In the key moments that mattered, Australia were found wanting, outplayed by an unexpectedly tough Indian side that was hungrier for a thrilling victory rather than settling for a tame draw that would see them retain the trophy. They showed they were up for the fight, took the game on and deserved to win. “This is a magic, magic moment for India,” cricketing great Sunil Gavaskar exulted, the Indian half of the Border–Gavaskar trophy: “Young India has done it. Young India has shown the way. Young India has shown it was not afraid.”

With his fierce competitiveness, on-field aggression, application, mental toughness and attention to physical fitness, India’s captain Virat Kohli is “the most Australian non-Australian cricketer of all time”, said onetime Australian captain Greg Chappell. Kohli has spearheaded India’s rise to world dominance by channelling that inner Australian spirit and challenging his teammates to do the same. No Indian can pay Australia a higher tribute.

India players and staff parade around the Gabba after retaining the Border–Gavaskar trophy after the four test series in Australia (Albert Perez/Cricket Australia via Getty Images)

India is the financial powerhouse of contemporary cricket and the $10 billion Indian Premier League recruits star players, coaches and commentators from the world (Pakistan excepted). This has been hugely beneficial in breaking down barriers between players from different countries, promoting an understanding of different cricketing cultures and fostering the spirit of comradeship among the cricketing fraternity. 

Indians gained much respect from Australians for picking themselves off the floor of the first test debacle in Adelaide to defeat Australia comprehensively in the Boxing Day test in Melbourne and then again to hang on stubbornly for an against-the-odds draw in Sydney. In the latter captain Tim Paine famously said to Ravi Ashwin at the crease “See you at the Gabba”. Ashwin didn’t play at the Gabba but he was there to savour India’s triumph.
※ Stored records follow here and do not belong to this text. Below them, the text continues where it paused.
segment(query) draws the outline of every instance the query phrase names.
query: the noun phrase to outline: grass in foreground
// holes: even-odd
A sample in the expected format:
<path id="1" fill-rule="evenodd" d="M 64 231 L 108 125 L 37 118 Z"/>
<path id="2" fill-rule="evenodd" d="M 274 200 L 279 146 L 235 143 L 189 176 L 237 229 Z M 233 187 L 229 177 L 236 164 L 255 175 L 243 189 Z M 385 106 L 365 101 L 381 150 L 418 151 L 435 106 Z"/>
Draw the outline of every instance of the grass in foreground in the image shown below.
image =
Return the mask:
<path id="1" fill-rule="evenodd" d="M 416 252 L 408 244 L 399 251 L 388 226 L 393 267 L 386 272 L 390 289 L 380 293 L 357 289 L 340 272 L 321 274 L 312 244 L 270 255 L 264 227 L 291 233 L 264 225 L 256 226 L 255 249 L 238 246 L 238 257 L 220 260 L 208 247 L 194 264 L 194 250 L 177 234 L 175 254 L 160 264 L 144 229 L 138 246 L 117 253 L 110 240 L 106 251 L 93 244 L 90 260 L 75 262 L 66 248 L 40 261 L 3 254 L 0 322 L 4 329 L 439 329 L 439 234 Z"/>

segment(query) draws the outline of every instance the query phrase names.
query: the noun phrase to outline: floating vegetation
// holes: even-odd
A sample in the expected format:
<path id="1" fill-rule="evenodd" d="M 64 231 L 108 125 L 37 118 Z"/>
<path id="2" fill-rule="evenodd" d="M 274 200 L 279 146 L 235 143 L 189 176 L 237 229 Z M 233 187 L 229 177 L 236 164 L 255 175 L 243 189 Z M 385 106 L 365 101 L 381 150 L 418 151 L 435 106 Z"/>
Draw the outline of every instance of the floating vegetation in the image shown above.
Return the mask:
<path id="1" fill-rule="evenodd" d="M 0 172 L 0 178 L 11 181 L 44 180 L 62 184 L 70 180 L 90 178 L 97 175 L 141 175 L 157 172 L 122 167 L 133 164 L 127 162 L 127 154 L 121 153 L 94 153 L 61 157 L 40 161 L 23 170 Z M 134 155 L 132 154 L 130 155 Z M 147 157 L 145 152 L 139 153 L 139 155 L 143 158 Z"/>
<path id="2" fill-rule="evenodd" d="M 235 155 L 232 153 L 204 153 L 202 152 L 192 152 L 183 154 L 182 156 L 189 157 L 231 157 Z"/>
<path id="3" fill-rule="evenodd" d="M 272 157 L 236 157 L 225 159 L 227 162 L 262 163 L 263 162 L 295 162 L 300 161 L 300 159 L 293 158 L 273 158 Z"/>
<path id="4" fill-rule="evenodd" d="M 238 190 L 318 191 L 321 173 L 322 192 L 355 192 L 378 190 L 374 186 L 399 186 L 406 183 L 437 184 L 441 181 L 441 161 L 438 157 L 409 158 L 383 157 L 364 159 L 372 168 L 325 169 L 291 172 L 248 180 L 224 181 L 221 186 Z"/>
Having dropped a few, Paine would do better to forget the sledge and focus on the edge.

There were many acts of individual brilliance, but these rotated among different players instead of one person dominating. This was truly a team effort.

Ignore the few louts among the spectators who taunted India’s boundary riders with racist abuse. The authorities dealt with them promptly and ejected them from the grounds. The live TV commentators, print journalists and fans have been unqualified in their praise of the resilience, grit, character and grace of the team and the calmness, dignity and tactical nous of Rahane as the stand-in captain. He is yet to lose a match as captain.

The highest previous successful fourth innings run chase at the Gabba was 236 back in the day in 1988. There were many acts of individual brilliance, but these rotated among different players instead of one person dominating. From Rahane’s brilliant century in the Melbourne win, to Pant’s scintillating 97 and Ashwin’s and Vihari’s gutsy grind in the Sydney draw, to Gill’s classy 91, the stubborn Sundar-Thakur partnership in the first innings and in the second, the painful blows absorbed by Pujara, Siraj’s maiden five-wicket haul and Pant’s beautifully paced unbeaten 89 in Brisbane, this was truly a team effort.

When the Indian national anthem was sung at the start of the third test match in Sydney on 7 January 2021, TV cameras zoomed in on the face of Mohammed Siraj, the son of an auto-rickshaw driver from Hyderabad playing in his first series in national colours. He had stayed on in Australia rather than return home after his father’s death in order to fulfil his late father’s dream and was the target of racist taunts by a few louts. Teardrops fell silently down his eyes as the emotional weight of the symbolism hit home. That is as good an image as any to serve as an epitaph for this transformative series for the ages.